Energy experts claim that that LPG prices are all over the place as the government has not taken any effective steps to regulate the price in keeping with the demand.
Bangladesh Energy Regulatory Commission (BERC), on the other hand says that there’s nothing it can do if the distribution companies themselves don’t come up with proposals.
Back in 2017, State Minister for Power, Energy and Mineral Resource Nasrul Hamid had said that the government would soon draft a guideline to determine LPG prices but two years later, it is yet to be done.
Meanwhile, on Jun 18 of this year, the High Court issued a rule asking what the energy regulatory commission has done so far to regulate the prices.
The commission said that as per the rule, the companies have to propose prices after which it can be determined.
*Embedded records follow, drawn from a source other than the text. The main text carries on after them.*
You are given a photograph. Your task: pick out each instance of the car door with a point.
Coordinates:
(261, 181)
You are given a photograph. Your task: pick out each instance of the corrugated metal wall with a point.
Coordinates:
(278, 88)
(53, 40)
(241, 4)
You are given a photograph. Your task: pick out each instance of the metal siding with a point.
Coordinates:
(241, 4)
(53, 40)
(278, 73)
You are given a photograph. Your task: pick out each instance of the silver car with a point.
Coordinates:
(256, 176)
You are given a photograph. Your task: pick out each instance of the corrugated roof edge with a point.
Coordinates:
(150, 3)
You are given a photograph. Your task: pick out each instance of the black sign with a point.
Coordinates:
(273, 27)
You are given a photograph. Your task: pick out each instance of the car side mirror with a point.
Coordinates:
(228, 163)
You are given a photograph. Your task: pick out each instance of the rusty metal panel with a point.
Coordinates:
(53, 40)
According to the government statistics, the demand for LPG is 1 million metric tonne but the current situation indicates that by 2025 the demand will peak to 3 million metric tonne.
Given the ever increasing demand, questions are now rife about the initiatives the government has taken to regulate and monitor such a large market.
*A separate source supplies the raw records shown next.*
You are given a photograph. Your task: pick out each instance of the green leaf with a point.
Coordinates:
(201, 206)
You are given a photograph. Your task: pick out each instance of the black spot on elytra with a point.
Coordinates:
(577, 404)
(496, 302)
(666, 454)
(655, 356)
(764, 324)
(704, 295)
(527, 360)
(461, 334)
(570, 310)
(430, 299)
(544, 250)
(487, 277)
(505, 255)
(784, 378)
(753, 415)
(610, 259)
“If gas connections are no longer given then LPG must be made easily attainable,” says energy specialist Shamsul Alam.
“The prices must be controlled through a regulatory body,” he added.
Alam said that they had filed a writ over the matter and the High Court asked (BERC) whether they will take any steps regarding the prices.
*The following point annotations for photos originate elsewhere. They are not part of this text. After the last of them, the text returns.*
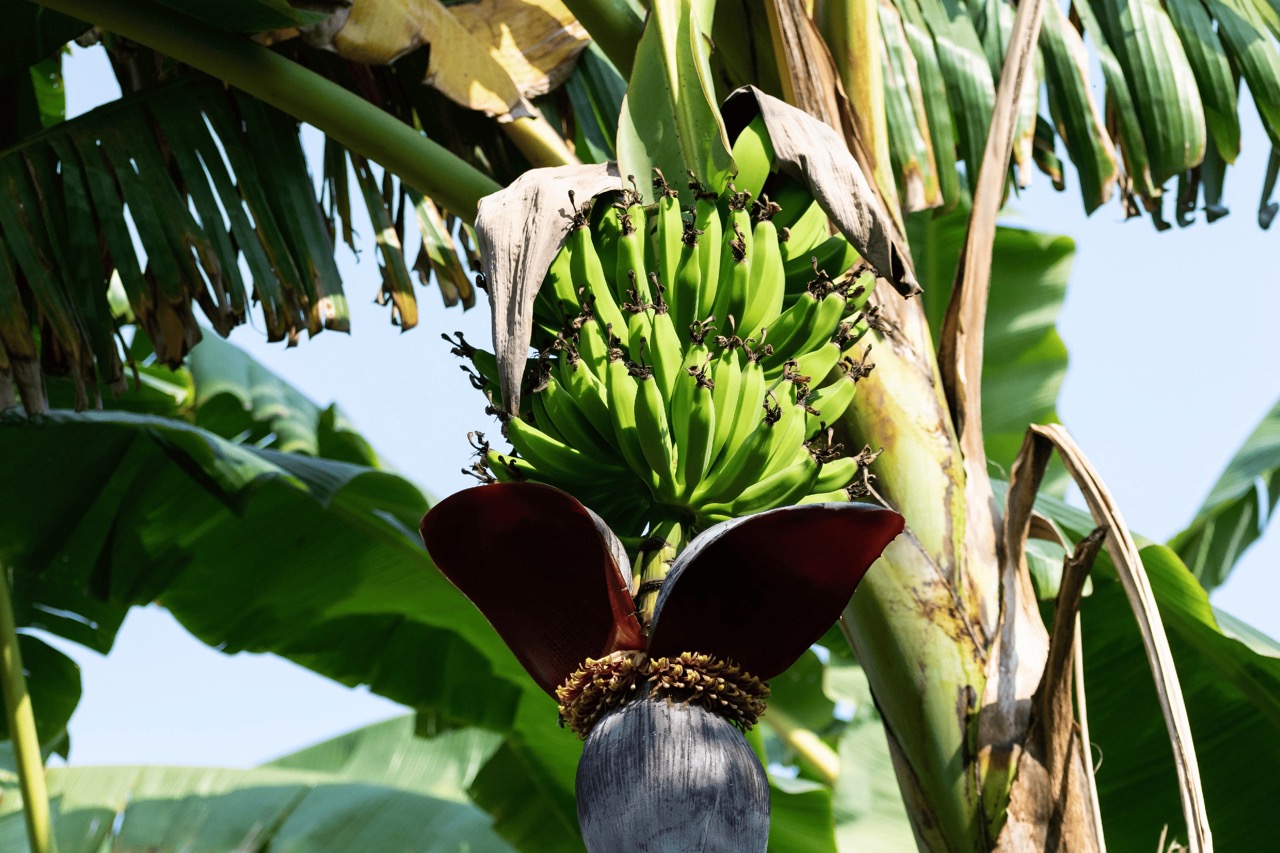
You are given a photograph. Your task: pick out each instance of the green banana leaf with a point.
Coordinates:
(1074, 112)
(1230, 679)
(255, 550)
(595, 91)
(168, 810)
(1024, 359)
(255, 16)
(864, 803)
(30, 33)
(1238, 507)
(394, 755)
(670, 118)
“Now the government must fix the prices otherwise the consumers will keep on suffering,” he said.
LPG is becoming steadily popular in rural areas for cooking as wood is becoming more difficult to find. BERC is legally bound to regulate all energy and power prices, it says that there is nothing it can do.
“The distribution companies have to apply for fixed prices for us to legally regulate prices,” BERC Chairman Monowar Islam.
He added that an organisation under Bangladesh Petroleum Corporation (BPC) went to them a few days ago and they had fixed the prices.
BPC is the only supplier of LPG gases in Bangladesh and supplies 16,000 metric tonne against the 1 million metric tonne demand.
The two state-owned LPG factories together produce 15,500 metric tonne of the cooking gas.
“We sell LPG for the lowest price in Bangladesh,” says BPC Chairman Shamsur Rahman.
He added that as the prime minister herself is the chief of the energy ministry, any decision regarding supplies and guidelines must come directly from her office.
With its own gas reserves depleting and seeking to almost double power capacity to 24,000 megawatt (MW) by 2021, Bangladesh is tapping cheap and plentiful supplies on world markets and investing heavily in Liquefied Natural Gas.
Bangladesh with its population of 160 million people, could import as much as 2,500 million cubic feet per day (mmcfd) of LNG, equivalent to around 17.5 million tonnes per year, by 2025, according to Nasrul Hamid.